= John Macsween (entrepreneur) =

John Angus Macsween (17 October 1939 - 12 July 2006) was a Scottish butcher and entrepreneur who helped popularise haggis as an international dish.

==Business==
Macsween came from a family of butchers in Edinburgh, where he noted the popularity of haggis among English rugby fans attending international matches at Murrayfield Stadium. After taking over the family business in 1975, the subsequent popularity of their haggis led to his opening the world's first purpose-built haggis factory, and the sale of the butchers company. In the 1970s Macsween took samples to London, and soon received orders for Macsween haggis from major buyers including Selfridges, Harrods, and Fortnum & Mason.

Macsween started to produce what was described as a vegetarian haggis in 1984, after a request from the Burns Supper at the Scottish Poetry Library.
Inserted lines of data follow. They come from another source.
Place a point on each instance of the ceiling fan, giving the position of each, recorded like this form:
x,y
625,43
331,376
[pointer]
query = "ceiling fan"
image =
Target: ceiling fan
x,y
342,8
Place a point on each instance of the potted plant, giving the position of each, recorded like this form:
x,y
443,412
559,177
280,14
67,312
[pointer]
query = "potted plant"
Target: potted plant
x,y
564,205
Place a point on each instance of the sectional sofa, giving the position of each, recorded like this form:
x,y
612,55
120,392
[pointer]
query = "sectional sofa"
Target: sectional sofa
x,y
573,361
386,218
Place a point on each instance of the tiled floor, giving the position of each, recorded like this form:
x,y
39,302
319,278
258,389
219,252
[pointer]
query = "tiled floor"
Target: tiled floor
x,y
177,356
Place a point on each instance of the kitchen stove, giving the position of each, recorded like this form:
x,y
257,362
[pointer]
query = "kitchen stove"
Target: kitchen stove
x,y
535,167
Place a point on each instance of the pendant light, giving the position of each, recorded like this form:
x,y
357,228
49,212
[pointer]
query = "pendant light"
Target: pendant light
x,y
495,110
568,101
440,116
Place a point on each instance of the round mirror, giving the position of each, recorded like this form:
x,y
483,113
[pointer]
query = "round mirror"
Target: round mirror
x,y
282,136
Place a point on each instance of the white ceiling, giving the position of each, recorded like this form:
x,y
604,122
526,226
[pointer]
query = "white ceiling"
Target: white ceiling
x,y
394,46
It is stated that this was the first vegetarian haggis produced and available commercially.

==Personal life==
Macsween was the eldest of three siblings and attended James Gillespie's High School and George Heriot's School.

Macsween married Kate Mackay, the daughter of James Wilson McKay, who became Lord Provost of Edinburgh, in 1964. His wife and his four children survived him at this death, and Macsween haggis continued to be produced, sold under both the Macsween name and as supermarkets' own brands.

He also had an interest in horticulture.